In 1959, the fashion world was assaulted by the revolutionary pants concept known simply as "Sansabelt", meaning slacks with elastic waistbands sewn in so fatties like me could wear pants without a belt. I can only think that Azrael, who took over when Batman's back was broken, is the heir to the vast Sansabelt fortune, because that's the only way I can make any sort of sense out of this outfit:

Clearly, he not only has a belt, he has a huge yellow pouchy belt full of pouchy pouchiness. How he ever gets anything out of the pouch in the small of his back, I don't know.

So this isn't your classic Sansabelt treatment, but one simple fact, I believe, puts it in that realm -- there's no buckle. Not only no buckle, but literally nothing but his rock-hard abs holding that sucker in place.

That raises the deep philosophical question of whether a belt is a belt if there's no buckle. How much of the requisite belt components can be missing before something stops being a belt? And how many divinely inspired Bat agents of death can dress up in ridiculous outfits without killing sales?

These are the kinds of issues that keep us deep thinking comics writers up at night, folks.

Now, I realize that the more literal of you will say something like "Duh, Jeff, the belt is bolted onto the armor." Which would cause me to reply, "Why would any sane person do that?" What's the point of a belt if not to hold your pants up? Were the thigh pouches not sufficient for holding the keys to the Batmobile?

Look, I get that this was a one-off kind of a thing, a temporary substitute Batman for a specific kind of character and time.

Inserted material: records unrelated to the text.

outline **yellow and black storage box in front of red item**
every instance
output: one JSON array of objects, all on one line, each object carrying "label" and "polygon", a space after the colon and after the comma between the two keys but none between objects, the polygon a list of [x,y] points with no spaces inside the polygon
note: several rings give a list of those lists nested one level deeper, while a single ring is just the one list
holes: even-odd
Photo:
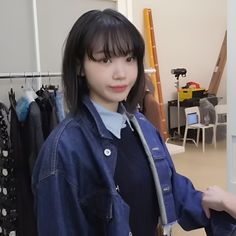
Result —
[{"label": "yellow and black storage box in front of red item", "polygon": [[179,100],[203,98],[206,96],[206,90],[203,88],[182,88],[179,90]]}]

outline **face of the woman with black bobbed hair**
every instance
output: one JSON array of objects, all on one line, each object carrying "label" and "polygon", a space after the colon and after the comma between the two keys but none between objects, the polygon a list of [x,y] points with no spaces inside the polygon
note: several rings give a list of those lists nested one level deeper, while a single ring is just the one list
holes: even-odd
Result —
[{"label": "face of the woman with black bobbed hair", "polygon": [[93,57],[95,61],[85,57],[83,70],[89,96],[106,109],[117,111],[137,79],[137,60],[132,54],[107,58],[102,50],[96,50]]}]

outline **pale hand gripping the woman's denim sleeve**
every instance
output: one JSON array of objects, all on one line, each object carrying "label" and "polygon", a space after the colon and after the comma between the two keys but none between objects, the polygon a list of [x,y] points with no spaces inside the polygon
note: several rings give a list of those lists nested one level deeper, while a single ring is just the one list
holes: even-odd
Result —
[{"label": "pale hand gripping the woman's denim sleeve", "polygon": [[224,202],[228,198],[228,194],[223,189],[218,186],[211,186],[203,193],[202,206],[205,211],[205,214],[210,218],[210,209],[216,211],[224,211],[225,204]]}]

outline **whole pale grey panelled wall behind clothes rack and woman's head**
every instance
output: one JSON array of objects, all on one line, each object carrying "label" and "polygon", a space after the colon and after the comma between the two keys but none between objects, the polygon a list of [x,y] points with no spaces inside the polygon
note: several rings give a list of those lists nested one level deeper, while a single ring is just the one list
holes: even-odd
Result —
[{"label": "whole pale grey panelled wall behind clothes rack and woman's head", "polygon": [[[32,2],[1,1],[0,73],[37,72]],[[115,2],[105,0],[37,0],[36,4],[42,72],[61,71],[63,42],[82,13],[116,8]],[[9,89],[13,87],[18,95],[24,83],[25,79],[1,80],[0,101],[8,105]]]}]

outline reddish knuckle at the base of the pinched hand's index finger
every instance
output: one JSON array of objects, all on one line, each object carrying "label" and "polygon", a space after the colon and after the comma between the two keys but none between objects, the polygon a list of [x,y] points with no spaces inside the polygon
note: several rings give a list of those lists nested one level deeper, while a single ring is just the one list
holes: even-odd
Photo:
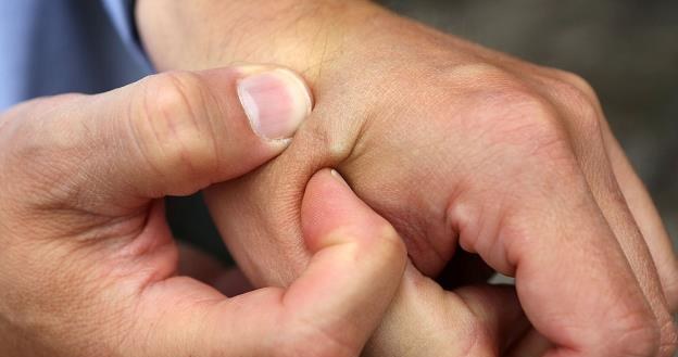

But this whole thing is just silly looking. From the massive neck armor to the ridiculous wristless gloves to the hippy-dippy floppy-poppy leg streamers to the massive shoulder armor leading down to a completely unprotected crotch, this ensemble is nothing more than an ode to the excesses of the Nineties in super hero costume design. "Make it armored! And EXTREME! With pointy bits and pouches!!"

Ugh. I bet Bruce Wayne healed his back just so he could have the privilege of getting back into a decent costume and kicking this guy's ass for spoiling a hitherto uninterrupted string of sartorial success.